2) Non c’è esperienza reale e duratura di apprendimento senza la ricerca e l’attuazione di percorsi personalizzati. Come si è scritto in altre occasioni su queste pagine, occorre superare l’idea di un alunno medio e di un livello di apprendimento standard, semplicemente perché si tratta di due astrazioni, che non hanno alcun corrispettivo nella realtà. “Medietà” e standardizzazione hanno condotto e conducono solo al progressivo abbassamento dei livelli di apprendimento e alla demotivazione. La motivazione cresce infatti solo quando l’interesse, gli stili di apprendimento e i differenti metodi di studio vengono valorizzati e messi alla prova in un lavoro che sia sfidante per l’intelligenza e per le singolarità degli studenti.

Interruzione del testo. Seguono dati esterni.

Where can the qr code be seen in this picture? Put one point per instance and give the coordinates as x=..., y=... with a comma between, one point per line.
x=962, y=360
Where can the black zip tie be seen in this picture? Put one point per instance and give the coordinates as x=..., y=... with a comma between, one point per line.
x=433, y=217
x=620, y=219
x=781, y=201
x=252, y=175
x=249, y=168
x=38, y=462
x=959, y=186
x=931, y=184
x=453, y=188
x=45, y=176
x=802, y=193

3) Durante i colloqui d’esame alcuni ragazzi hanno raccontato delle esperienze durante la Dad, dei rapporti di amicizia all’interno della classe, di come abbiano cercato di lavorare insieme anche da remoto. Queste narrazioni e, a volte anche gli sguardi, suggeriscono la centralità delle non cognitive skills nel processo di apprendimento. La scuola non può perdere l’occasione, anche a seguito di quanto è accaduto durante il periodo della pandemia, di perseguire nella strutturazione dei curricoli e nella quotidiana attività didattica la sinergia tra cognitive e non cognitive skills. Gli studenti che hanno saputo raccontarsi, interrogarsi, che hanno evidenziato capacità critiche spesso sono ragazzi che hanno una maggior maturità nelle character skills.

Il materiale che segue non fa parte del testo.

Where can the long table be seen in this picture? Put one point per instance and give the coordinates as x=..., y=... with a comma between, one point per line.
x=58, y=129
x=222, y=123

4) La metodologia didattica deve necessariamente superare l’approccio della lezione trasmissiva, favorendo pratiche in cui lo spirito euristico sia il motore per introdurre lo studente nell’avventura della conoscenza. Un ragazzo riesce a costruire un elaborato originale, personale e valido solo se nel suo percorso scolastico si è messo in gioco in reali percorsi di ricerca, se ha fatto esperienze di apprendimento non come replicazione di conoscenze, ma come conquista personale attraverso la progressiva crescita di competenze argomentative, di problem solving, di spirito critico.

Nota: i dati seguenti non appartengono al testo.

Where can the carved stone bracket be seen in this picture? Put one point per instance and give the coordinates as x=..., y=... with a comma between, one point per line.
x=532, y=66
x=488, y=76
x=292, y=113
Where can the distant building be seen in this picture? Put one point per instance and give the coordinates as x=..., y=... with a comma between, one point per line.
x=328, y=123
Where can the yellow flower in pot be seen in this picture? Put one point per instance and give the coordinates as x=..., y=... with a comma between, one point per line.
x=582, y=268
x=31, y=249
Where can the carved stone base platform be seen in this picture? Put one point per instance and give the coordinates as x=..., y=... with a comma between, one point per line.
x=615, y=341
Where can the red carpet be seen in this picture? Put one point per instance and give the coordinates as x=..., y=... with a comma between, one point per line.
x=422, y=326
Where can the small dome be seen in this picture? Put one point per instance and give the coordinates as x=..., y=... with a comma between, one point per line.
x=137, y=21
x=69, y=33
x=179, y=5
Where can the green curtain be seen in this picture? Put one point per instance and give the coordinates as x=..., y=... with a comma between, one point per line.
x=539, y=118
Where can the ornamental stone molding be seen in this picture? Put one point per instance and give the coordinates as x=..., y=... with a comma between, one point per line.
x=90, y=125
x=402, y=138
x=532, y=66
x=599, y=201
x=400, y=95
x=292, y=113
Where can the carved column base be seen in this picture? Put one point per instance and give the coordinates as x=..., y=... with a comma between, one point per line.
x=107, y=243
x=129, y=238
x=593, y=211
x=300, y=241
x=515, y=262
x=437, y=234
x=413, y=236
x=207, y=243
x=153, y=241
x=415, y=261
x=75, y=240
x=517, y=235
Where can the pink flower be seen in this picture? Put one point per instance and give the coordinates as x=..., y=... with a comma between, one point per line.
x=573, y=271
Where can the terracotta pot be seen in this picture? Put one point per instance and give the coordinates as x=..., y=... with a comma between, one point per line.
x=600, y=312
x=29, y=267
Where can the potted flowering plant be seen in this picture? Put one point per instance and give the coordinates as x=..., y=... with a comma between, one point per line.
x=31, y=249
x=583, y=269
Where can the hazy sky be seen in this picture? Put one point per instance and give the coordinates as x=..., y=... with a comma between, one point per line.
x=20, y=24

5) In diversi colloqui i ragazzi hanno fatto riferimento a esperienze dell’extra scuola: sport a livelli agonistici, frequenza di corsi, scoperta di una passione o di un talento che in alcuni casi ha avuto come tramite un volto, una persona incontrata fuori dalle mura scolastiche. Senza disconoscere il valore della scuola, che ha un preciso e insostituibile mandato costituzionale, si tratta di accogliere e favorire tutte le occasioni per la scoperta e la crescita dei diversi talenti in sinergia tra scuola ed extra-scuola.

6) Il percorso è stato valutato in un’ottica formativa attribuendo valore anche al processo di costruzione dell’elaborato e non esclusivamente alla sua realizzazione finale. Così dovrebbe essere per la quotidiana attività didattica: un compito è sempre perfettibile, l’errore è una risorsa per crescere nel cammino dell’apprendimento, la conoscenza è un cammino di progressivo approfondimento, di crescita di nessi significativi. La valutazione formativa attesta nel tempo le conquiste dell’apprendimento guidato dai docenti.

Non si è voluto in queste brevi note entrare nel dibattito sulla modalità con cui si è realizzato l’esame di Stato in questo anno, sull’opportunità o meno dell’abolizione delle prove scritte, sulla possibilità che questa modalità possa replicarsi anche negli anni a venire.

Si è voluto semplicemente sottolineare che l’esperienza dell’apprendimento diventa possibile solo quando lo studente è protagonista del cammino dell’imparare, quando la conoscenza non è replicazione di contenuti, ma acquisizione critica e quando le discipline sono concepite come strumenti di conoscenza della realtà.

Anche un esame di Stato allora diventa un’occasione per dire “io”, per dare voce al proprio talento davanti ad una commissione che interroga, nel senso di un chiedere (rogare) nel mezzo (inter) di un cammino di conoscenza accompagnato dalla professionalità dei docenti.